|Photos||Video & Audio||Blogs||Statistics||Archive||Shop||Mobile|
The Report by Kanishkaa Balachandran
December 30, 2012
Pakistan 228 for 4 (Jamshed 101*, Younis 58) beat India 227 for 6 (Dhoni 113*, Raina 43, Junaid 4-43) by six wickets
Scorecard and ball-by-ball details
Fortunes swung in an absorbing opening one-dayer, but it was Pakistan who held their nerve to record a six-wicket win and go one-up in Chennai. Junaid Khan had India reeling with a remarkable spell of swing bowling, MS Dhoni bailed India out with a tenacious, unbeaten century but the target of 228 wasn't enough to test Pakistan. Nasir Jamshed played a composed, yet chancy century, but nevertheless took the responsibility of finishing the job he had started.

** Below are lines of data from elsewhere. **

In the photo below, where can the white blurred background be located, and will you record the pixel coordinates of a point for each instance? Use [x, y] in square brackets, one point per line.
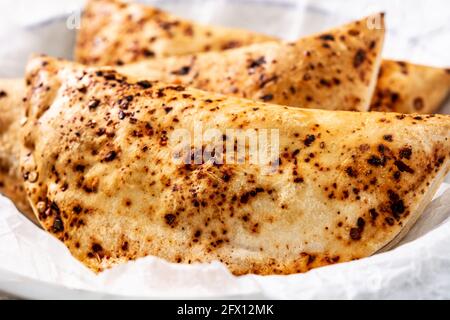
[417, 30]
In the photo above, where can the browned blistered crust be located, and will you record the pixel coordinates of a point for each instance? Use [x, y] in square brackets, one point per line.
[105, 40]
[98, 175]
[11, 112]
[410, 88]
[334, 70]
[114, 32]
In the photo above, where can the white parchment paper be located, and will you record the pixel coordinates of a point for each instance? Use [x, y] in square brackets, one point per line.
[35, 265]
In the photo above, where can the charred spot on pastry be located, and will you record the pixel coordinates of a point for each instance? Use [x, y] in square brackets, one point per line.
[405, 152]
[182, 71]
[403, 167]
[359, 58]
[93, 104]
[376, 161]
[148, 53]
[351, 172]
[418, 103]
[310, 138]
[170, 219]
[267, 97]
[257, 62]
[58, 225]
[110, 156]
[144, 84]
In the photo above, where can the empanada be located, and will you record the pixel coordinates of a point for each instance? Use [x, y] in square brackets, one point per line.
[11, 112]
[99, 168]
[334, 70]
[115, 32]
[410, 88]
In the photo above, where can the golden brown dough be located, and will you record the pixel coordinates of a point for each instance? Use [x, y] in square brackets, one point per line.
[410, 88]
[11, 112]
[97, 166]
[104, 40]
[334, 70]
[116, 32]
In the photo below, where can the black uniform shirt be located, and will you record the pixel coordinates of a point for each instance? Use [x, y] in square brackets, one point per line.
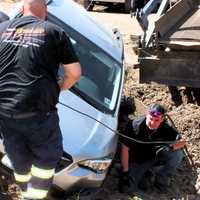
[31, 51]
[137, 129]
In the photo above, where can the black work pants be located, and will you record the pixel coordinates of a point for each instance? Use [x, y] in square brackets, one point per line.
[34, 146]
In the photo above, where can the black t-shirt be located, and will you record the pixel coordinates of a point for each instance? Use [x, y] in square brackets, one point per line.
[137, 129]
[31, 51]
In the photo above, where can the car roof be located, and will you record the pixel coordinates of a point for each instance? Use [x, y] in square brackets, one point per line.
[75, 16]
[79, 19]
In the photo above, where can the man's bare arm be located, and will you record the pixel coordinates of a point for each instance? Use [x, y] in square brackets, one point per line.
[72, 74]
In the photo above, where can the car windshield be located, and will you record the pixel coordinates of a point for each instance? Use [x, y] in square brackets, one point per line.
[99, 84]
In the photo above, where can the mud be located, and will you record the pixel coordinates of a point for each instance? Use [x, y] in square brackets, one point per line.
[183, 107]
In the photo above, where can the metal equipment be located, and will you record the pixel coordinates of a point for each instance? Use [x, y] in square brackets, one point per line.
[169, 51]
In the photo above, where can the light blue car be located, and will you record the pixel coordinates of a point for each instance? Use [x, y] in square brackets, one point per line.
[89, 111]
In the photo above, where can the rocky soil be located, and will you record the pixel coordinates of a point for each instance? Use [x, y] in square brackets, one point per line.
[185, 112]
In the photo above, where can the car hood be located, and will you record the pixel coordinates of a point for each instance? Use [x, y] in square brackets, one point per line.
[82, 134]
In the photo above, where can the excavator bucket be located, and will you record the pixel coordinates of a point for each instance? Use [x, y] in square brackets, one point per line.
[173, 57]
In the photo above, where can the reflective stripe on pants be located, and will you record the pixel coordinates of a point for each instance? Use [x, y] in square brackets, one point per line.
[35, 185]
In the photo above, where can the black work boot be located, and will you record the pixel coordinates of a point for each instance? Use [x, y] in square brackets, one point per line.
[162, 184]
[126, 183]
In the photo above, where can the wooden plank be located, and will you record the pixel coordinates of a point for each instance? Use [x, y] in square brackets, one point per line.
[170, 71]
[172, 16]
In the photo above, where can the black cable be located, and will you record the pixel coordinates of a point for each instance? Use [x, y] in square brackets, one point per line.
[117, 132]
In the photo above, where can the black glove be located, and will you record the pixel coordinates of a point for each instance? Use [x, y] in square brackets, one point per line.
[126, 183]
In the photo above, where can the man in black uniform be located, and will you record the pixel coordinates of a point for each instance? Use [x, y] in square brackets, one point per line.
[31, 50]
[3, 17]
[137, 157]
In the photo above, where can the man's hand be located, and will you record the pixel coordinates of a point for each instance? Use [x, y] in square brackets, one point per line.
[126, 183]
[72, 73]
[179, 144]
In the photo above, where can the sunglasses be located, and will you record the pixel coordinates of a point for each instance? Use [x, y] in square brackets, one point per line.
[154, 113]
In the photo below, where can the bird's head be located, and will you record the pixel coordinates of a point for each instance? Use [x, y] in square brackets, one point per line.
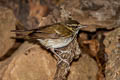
[74, 25]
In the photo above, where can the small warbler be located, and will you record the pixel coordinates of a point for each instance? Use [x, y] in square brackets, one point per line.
[53, 36]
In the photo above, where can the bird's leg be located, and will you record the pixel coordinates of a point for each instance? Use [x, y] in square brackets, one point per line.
[62, 52]
[61, 59]
[27, 50]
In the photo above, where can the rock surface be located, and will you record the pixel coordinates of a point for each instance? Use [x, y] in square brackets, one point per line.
[112, 44]
[7, 23]
[30, 62]
[84, 69]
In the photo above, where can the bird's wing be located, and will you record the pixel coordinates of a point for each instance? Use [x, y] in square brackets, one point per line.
[53, 32]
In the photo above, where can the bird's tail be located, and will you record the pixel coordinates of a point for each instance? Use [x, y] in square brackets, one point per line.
[22, 34]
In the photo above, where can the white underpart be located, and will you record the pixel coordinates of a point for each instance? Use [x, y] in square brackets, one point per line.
[57, 43]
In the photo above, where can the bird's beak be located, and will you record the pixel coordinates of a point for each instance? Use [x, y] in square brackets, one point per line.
[82, 26]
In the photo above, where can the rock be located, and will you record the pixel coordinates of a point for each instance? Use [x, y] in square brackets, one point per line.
[84, 69]
[112, 48]
[94, 13]
[7, 23]
[30, 62]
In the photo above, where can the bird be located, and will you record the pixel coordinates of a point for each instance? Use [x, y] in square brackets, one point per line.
[54, 36]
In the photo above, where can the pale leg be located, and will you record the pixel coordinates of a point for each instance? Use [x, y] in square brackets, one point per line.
[61, 59]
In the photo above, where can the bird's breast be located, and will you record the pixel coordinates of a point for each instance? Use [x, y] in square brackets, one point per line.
[55, 43]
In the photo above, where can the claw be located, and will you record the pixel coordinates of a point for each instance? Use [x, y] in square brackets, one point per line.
[61, 59]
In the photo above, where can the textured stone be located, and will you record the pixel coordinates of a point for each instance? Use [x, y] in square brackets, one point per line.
[30, 62]
[112, 48]
[7, 23]
[94, 13]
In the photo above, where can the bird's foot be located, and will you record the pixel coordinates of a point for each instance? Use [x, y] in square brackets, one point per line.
[63, 52]
[61, 59]
[27, 50]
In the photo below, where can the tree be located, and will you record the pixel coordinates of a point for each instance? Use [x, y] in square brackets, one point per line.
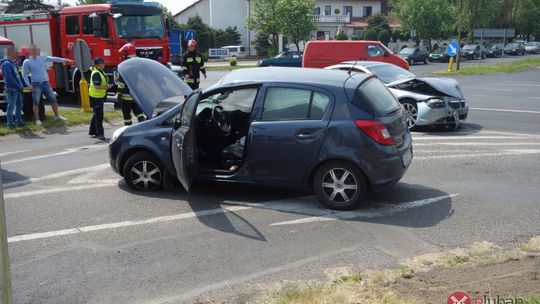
[265, 18]
[22, 5]
[296, 19]
[430, 18]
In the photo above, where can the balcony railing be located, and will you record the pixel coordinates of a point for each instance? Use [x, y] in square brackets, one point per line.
[332, 18]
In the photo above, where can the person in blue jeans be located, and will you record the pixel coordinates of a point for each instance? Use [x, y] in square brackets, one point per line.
[36, 66]
[12, 87]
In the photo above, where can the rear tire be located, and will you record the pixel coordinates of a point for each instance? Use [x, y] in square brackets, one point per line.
[143, 172]
[339, 185]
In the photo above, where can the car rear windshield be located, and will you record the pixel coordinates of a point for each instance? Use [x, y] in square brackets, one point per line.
[372, 96]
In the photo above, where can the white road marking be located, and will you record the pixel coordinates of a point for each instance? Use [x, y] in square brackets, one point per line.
[504, 110]
[101, 184]
[435, 138]
[57, 175]
[67, 151]
[154, 220]
[475, 155]
[388, 210]
[478, 144]
[12, 152]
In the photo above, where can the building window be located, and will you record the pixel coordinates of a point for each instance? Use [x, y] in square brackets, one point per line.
[72, 25]
[347, 10]
[367, 11]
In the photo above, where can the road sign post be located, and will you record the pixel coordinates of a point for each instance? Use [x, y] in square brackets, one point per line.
[83, 61]
[4, 252]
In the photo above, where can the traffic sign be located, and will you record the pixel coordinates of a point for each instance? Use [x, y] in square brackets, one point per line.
[452, 49]
[82, 56]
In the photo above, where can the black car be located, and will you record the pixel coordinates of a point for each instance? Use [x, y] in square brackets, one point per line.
[439, 55]
[324, 130]
[414, 54]
[515, 48]
[473, 51]
[495, 50]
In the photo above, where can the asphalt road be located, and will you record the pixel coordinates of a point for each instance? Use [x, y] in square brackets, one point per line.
[77, 234]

The difference was in the way the teams batted against the new ball. India were put in and ended up losing five for 29 by the tenth over. Dhoni toiled masterfully, fighting off cramps to take India to a respectable total, but not quite a winning one. Pakistan too looked shaky when they came out against the moving ball, but ensured they didn't lose wickets in a clump early, unlike India.

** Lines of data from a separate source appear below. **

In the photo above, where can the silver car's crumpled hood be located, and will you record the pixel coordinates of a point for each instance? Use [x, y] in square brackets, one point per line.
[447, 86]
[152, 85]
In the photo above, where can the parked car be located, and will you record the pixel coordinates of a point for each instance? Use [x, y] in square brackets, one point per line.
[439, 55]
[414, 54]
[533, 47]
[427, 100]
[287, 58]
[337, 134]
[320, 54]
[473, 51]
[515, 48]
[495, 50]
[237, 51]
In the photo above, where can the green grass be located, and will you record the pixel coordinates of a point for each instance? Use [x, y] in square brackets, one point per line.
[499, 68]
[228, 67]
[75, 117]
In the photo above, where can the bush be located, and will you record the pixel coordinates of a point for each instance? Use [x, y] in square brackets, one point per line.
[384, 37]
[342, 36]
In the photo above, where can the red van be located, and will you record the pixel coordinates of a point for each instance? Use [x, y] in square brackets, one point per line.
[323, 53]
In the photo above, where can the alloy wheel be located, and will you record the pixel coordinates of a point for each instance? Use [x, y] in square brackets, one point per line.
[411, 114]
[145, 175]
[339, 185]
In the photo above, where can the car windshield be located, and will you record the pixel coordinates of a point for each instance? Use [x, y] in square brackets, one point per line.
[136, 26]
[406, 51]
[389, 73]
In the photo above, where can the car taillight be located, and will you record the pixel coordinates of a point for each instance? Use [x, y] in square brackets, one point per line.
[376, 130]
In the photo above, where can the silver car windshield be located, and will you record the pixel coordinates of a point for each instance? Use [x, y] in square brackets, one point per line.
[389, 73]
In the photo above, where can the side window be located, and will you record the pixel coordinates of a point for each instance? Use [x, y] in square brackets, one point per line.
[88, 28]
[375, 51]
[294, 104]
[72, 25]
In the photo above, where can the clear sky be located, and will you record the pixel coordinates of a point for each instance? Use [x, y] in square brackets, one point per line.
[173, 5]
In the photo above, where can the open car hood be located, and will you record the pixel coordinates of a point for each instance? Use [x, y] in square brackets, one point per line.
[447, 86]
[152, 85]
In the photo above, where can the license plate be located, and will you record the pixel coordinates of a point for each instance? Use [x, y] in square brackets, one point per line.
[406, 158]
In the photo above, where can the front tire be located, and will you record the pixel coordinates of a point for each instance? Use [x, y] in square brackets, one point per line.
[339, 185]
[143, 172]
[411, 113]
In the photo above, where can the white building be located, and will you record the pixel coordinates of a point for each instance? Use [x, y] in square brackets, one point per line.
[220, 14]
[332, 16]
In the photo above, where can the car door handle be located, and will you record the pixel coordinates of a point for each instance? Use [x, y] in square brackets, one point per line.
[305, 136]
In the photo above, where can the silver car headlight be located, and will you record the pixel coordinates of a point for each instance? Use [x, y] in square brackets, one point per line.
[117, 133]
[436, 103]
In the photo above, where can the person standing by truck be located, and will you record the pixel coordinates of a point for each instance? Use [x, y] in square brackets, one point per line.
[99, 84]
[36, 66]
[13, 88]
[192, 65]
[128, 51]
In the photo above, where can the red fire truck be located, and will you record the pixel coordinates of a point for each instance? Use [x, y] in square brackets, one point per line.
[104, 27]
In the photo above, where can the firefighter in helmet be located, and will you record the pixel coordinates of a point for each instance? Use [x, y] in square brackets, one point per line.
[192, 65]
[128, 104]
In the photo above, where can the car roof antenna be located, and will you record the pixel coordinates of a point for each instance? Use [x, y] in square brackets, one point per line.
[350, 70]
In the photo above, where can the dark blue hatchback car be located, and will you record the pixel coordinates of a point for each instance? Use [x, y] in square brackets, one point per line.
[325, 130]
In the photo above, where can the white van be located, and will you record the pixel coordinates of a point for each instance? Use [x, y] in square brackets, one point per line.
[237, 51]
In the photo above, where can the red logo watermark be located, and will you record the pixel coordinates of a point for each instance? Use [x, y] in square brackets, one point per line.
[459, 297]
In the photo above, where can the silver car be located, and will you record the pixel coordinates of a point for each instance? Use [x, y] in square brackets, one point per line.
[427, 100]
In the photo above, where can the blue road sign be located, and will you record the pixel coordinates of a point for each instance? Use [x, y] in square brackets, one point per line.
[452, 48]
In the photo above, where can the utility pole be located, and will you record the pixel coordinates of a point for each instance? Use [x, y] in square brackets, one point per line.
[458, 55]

The morning had ingredients you wouldn't normally associate with one-day cricket in India - morning start, overcast conditions, a green pitch, moisture. The left-arm seam duo of Junaid and Mohammad Irfan hit the timber with such regularity that they might well have come out wielding axes rather than cricket balls. Reputations counted for nothing as India's top order was exposed for their lack of technique against the moving ball against two seamers with a combined experience of 15 ODIs.
Virender Sehwag, Gautam Gambhir, Virat Kohli and Yuvraj Singh were all bowled, playing down the wrong line to full, swinging deliveries. Dhoni and Suresh Raina came together at 29 for 5 and focused on picking up singles rather than counterattacking their way to a recovery.
The innings could have finished earlier had Misbah not put down Dhoni at midwicket on 16. The drop was to cost Pakistan 97 runs. The boundaries had dried up during an attritional phase in which only two boundaries were scored in the space of nearly 30 overs.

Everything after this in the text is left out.